Ou seja, o Governo achava que ia haver mais incêndios do que houve e, mesmo assim, borrifou-se. (O que nem seria mau de todo, se se borrifasse literalmente para cima de chamas. Sempre era uma ajuda). O algoritmo vaticinou 100%, o Governo mal se preparou para 70%. Estamos a falar de incêndios, mas podíamos estar a falar de maternidades ou de urgências hospitalares. Os preparativos nunca cobrem a realidade. Há, digamos, um padrão de descobrimentos. O que faz de António Costa uma espécie de navegador do século XV, se os navegadores do século XV quase tivessem chegado à Madeira, quase tivessem descoberto os Açores, quase tivessem dobrado o Bojador, quase tivessem descoberto Cabo Verde e quase tivessem chegado ao Rio Congo.

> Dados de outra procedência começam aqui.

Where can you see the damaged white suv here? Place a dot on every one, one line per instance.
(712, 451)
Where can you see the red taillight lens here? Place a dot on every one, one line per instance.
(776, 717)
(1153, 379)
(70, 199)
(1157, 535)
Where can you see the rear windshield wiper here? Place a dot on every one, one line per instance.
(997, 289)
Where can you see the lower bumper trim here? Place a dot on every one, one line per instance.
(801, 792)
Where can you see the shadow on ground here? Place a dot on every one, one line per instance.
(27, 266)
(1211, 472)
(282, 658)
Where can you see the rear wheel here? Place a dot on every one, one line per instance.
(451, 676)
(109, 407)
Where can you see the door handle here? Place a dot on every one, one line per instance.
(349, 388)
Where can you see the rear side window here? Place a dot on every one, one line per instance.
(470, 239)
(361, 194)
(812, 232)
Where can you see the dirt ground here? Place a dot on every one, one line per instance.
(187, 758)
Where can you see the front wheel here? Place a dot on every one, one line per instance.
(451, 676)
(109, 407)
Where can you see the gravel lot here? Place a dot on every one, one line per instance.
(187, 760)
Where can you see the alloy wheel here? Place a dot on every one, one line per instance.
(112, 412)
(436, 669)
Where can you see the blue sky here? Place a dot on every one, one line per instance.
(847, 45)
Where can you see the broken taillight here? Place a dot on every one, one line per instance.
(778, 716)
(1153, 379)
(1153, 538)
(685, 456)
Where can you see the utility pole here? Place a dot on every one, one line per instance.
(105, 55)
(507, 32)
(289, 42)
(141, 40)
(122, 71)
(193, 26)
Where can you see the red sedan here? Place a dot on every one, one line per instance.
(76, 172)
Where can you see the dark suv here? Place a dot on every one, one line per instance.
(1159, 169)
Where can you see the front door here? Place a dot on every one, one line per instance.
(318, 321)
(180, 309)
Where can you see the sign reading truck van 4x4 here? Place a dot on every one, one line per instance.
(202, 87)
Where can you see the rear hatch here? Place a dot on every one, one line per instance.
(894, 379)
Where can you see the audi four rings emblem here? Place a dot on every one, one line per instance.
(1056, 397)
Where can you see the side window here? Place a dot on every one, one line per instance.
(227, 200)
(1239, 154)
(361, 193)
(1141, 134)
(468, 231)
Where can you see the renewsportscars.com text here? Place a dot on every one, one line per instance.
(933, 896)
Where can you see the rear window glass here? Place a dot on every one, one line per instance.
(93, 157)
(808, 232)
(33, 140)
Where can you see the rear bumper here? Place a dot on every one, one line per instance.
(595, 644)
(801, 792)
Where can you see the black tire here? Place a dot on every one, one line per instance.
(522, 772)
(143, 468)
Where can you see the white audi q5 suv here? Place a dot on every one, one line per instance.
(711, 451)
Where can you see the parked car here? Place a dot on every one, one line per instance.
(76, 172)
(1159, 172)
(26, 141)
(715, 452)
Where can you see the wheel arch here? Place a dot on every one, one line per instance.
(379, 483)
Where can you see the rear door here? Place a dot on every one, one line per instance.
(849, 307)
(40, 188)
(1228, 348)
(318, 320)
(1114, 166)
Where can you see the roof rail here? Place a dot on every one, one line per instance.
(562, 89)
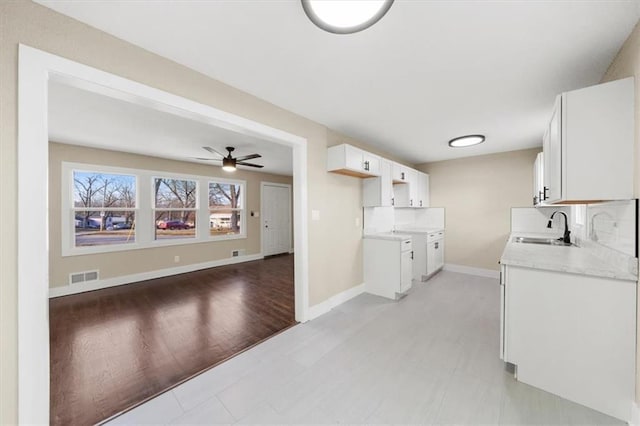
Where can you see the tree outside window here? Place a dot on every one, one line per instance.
(225, 208)
(175, 208)
(104, 208)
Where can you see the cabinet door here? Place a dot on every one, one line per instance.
(552, 190)
(371, 163)
(431, 257)
(399, 173)
(378, 191)
(439, 254)
(406, 271)
(353, 158)
(423, 190)
(412, 183)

Por mim, é para continuar a usar este algoritmo. Mas talvez seja boa ideia dar-lhe um nome. “Algo” é impreciso e impessoal. A bem da clareza, a Secretária de Estado devia baptizá-lo, para o tornar mais concreto e reconhecível. Deixo algumas ideias, baseadas noutros ritmos célebres e na também famosa capacidade do Governo em dar-nos paleio: o cha chacha, o tanga, a que zomba, a falsa ou o pasodoble speak.